Prior to the introduction of therapies that specifically target NSCLC with EGFRex20ins mutations, patients were treated with regimens intended for other EGFR mutations, albeit with varying results. First- and second-generation TKIs yielded ORR <30% and PFS of approximately 3 months. These parameters were slightly improved with the use of platinum-based chemotherapy.12

For long, platinum-based chemotherapy regimens have been utilized as first-line treatment for patients with EGFR exon 20 insertion mutations; however, the efficacy of these regimens is not optimal. Retrospective studies indicate an ORR between 19.0% and 19.2%, mPFS of 6.4–7.6 months, and mOS of 19.9 months.10 Monotherapy with docetaxel as a second-line agent following platinum failure provided little benefit (ORR 14%; mPFS 3.0 months) which was marginally improved when used in combination with the vascular endothelial receptor-2 antagonist, ramucirumab (ORR 23%; mPFS 4.5 months).12

With the less than favorable outcomes associated with use of first- and second-generation EGFR-TKIs and platinum-based chemotherapy regimens, further investigations into the efficacy of other therapies have been undertaken. The third-generation TKI poziotinib showed promising results during in vitro testing; however, ORR was only 15–19% with mPFS of 4–6 months.
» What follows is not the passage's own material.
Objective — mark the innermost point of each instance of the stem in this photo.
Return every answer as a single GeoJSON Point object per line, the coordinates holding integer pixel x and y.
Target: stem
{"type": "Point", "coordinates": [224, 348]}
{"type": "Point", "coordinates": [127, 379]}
Osimertinib, a third-generation irreversible TKI approved for EGFR T790M-positive NSCLC, has demonstrated some activity against EGFRex20ins mutants and is associated with an improved ORR (25%) and mPFS (9.7 months) when used as second-line therapy at higher than approved doses (160mg).12 However, there remains a need for additional therapies that target NSCLC characterized by EGFRex20ins mutations.5 One such therapy is an oral TKI, mobocertinib (TAK-788), which was designed specifically to treat patients with EGFRexon20ins mutation positive NSCLC.6,10

Development of Mobocertinib

The development of a therapy that targets EGFRex20ins mutations required investigation into the structural properties inherent to these mutations. To this end, biochemical assays against double-mutant (T790M/L858R) and WT EGFR led to the identification of a pyrimidine ring as a key feature that allows selectivity for T790M over WT protein.5 These assays evaluated a variety of features from a library of compounds which included the position of the α,β-unsaturated acrylamide group and its importance in the modulation of thiol reactivity. Acrylamide, a reactive electrophile, ideally will have low thiol reactivity in order to initially form a reversible bond with the EGFR mutant target prior to covalent modification of the C797 residue. This low reactivity allows for proper orientation in binding and results in reduced off-target reactions with a resultant decrease in adverse events. These favorable properties were previously observed in osimertinib’s interaction with EGFR double mutants and the M793 hinge residue. From these assays, a structure was identified for its cellular potency in terms of half-maximal inhibitory concentration (IC50) and high selectivity against double mutant cells over WT. Furthermore, this molecule resulted in tumor growth suppression in mouse models.5

This molecule underwent further structural optimization to what would become mobocertinib. One modification, which was already utilized by osimertinib and identified to improve cellular potency, was the incorporation of N,N,N’-trimethylethylenediamine at the C4-position of the aniline ring. This modification improved flexibility and optimized interaction at the C797 binding site. Compared to osimertinib, mobocertinib differs by the presence of a carboxylated isopropyl ester moiety at the C5-position of the central pyrimidine core. Docking studies of the EGFRex20ins NPG mutant found that this modification facilitated an interaction with a selectivity pocket adjacent to T790 (gatekeeper residue) that was not occupied by osimertinib. This interaction accounts for the difference in affinity and selectivity of mobocertinib over osimertinib in EGFRex20ins mutants with and without T790M.5,6 Further assays were utilized to demonstrate the superior affinity of mobocertinib for mutant over WT.6

Mechanism of Action

Mobocertinib is an oral TKI that selectively targets EGFR and HER2 exon 20 insertion mutations. While the role of HER2 exon 20 insertion mutations in NSCLC is unclear, their presence accounts for a significant portion (90%) of HER2 mutation in NSCLC.13 For the purposes of this review, the focus will be on EGFR mutations.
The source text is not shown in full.